You only need to be part of the UC sales process to understand why post deployment uptake is poor - and here I am excluding the possibilities that the technology if difficult to use, its functionality is meaningless or that using it slows down processes without adding commensurate benefits.

The key to adopting new technology - assuming it is relevant, easy to use etc. - is to get people using it enough that they learn how to use it and embed it in their daily processes.

And this needs to be acknowledged up front as an issue - moreover it costs money and works best when the technology is targeted to the people who will benefit from it.

Historically UC has been developed by people who are in love with technology and disconnected from "relevance and ease of use" - although this is rapidly changing - or should I say companies are now claiming that this is their focus - since the recent success of companies like ShoreTel who have been selling on this claim . Cisco and Avaya have now joined the "product simplification, ease of use and relevance to business process club". - lets see if they can actually transform words into something tangible.

Now back to a competitive sales process - if you are not selling Cisco to an IT department wedded to Cisco and don't have the $250m that Cisco is throwing at the mid-market to buy share - or you aren't Microsoft selling to the C-Suite who can easily see how Lync seamlessly fits into their existing work processes - what do you do?

My observation is that unless you are selling to someone who will be at the company for a while and therefore be around to harvest the consequence of the purchase - price often becomes a driver. And where is an easy place to cut cost without cutting the perceived offering - training and adoption services.

When you are selling a dream it isn't very smart to say - look at all this cool stuff we have that will transform your business, make you look like a superstar ... but it will all come to naught if you try and push it on everyone and don't have a good adoption strategy which by the way will cost this huge amount of money.

As an aside, Vidyo has a very nice 7 week adoption process to address this very issue. I wonder what sort of demand they are finding for this service? Microsoft has very good processes for identifying user needs and providing the relevant training - again I wonder what proportion of deployments end up utilizing these tools and processes?

One of the biggest mistakes I see UC companies make is to fall into the trap of dividing their businesses into separate profit centers in the belief that this is the best way to increase profitability. This is especially true when implementation and training are separated out - the last thing a company needs is to self sabotage itself.

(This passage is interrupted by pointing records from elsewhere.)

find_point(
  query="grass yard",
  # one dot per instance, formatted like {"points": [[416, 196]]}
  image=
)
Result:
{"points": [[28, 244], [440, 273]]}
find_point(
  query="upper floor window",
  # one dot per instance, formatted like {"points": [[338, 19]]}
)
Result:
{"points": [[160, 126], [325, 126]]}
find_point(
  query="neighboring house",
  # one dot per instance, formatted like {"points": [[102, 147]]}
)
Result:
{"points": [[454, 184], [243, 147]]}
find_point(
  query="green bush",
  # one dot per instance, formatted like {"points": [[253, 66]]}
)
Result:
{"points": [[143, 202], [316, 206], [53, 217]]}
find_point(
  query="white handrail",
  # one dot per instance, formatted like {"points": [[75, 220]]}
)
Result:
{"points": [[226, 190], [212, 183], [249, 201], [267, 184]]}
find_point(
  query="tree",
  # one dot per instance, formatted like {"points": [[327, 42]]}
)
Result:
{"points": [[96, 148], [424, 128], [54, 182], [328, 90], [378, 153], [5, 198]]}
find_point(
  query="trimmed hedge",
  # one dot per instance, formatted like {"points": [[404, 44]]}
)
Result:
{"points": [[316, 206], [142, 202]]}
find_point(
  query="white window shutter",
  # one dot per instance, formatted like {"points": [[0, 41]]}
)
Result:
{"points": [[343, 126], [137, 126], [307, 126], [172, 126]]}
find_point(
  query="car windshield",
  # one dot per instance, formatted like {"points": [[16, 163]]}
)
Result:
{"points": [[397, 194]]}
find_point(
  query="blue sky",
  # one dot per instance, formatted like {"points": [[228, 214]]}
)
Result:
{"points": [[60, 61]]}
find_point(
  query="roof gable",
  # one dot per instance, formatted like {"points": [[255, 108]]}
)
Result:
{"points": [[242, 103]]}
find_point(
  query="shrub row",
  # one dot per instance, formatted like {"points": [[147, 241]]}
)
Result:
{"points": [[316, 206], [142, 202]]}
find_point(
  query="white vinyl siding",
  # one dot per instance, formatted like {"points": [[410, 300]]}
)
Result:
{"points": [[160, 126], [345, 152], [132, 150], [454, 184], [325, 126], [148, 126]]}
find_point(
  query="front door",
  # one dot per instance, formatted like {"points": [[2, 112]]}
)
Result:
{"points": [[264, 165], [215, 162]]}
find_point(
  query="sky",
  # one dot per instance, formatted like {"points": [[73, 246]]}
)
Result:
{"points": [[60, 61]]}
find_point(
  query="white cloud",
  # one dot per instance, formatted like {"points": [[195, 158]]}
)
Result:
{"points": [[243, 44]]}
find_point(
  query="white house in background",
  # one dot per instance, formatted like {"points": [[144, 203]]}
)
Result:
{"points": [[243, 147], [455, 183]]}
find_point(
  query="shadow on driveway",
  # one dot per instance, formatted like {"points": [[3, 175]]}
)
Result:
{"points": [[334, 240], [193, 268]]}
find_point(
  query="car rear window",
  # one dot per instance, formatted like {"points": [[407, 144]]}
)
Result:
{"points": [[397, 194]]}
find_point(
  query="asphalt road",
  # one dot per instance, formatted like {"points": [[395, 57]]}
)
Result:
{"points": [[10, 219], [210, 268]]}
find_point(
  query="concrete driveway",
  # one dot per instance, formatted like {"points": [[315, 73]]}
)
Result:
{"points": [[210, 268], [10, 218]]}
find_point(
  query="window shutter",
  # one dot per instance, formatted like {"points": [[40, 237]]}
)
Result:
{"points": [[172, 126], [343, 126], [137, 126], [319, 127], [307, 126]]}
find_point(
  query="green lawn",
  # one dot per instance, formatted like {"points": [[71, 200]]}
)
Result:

Microsoft has been the latest victim of this as exampled by “retiring” the Microsoft Certified Master (MCM), Microsoft Certified Solutions Master (MCSM), and Microsoft Certified Architect (MCA) certifications. I am sure there are Business School case studies that have been written about using strategies such as Microsoft's Master certifications as a way to create a community that champions the product for free etc. If the response from the "UC Architects" podcast is reflective of the larger Microsoft Communities response, there will soon be Case Studies about how short term cost cutting, or turning a part of your business into a profit center, can destroy the "intangibles" that are the glue that holds the business together.

What kills it usually is having to go with a single vendor for really unified communicaitons -- and no vendor having the whole package for each company's diverse use cases.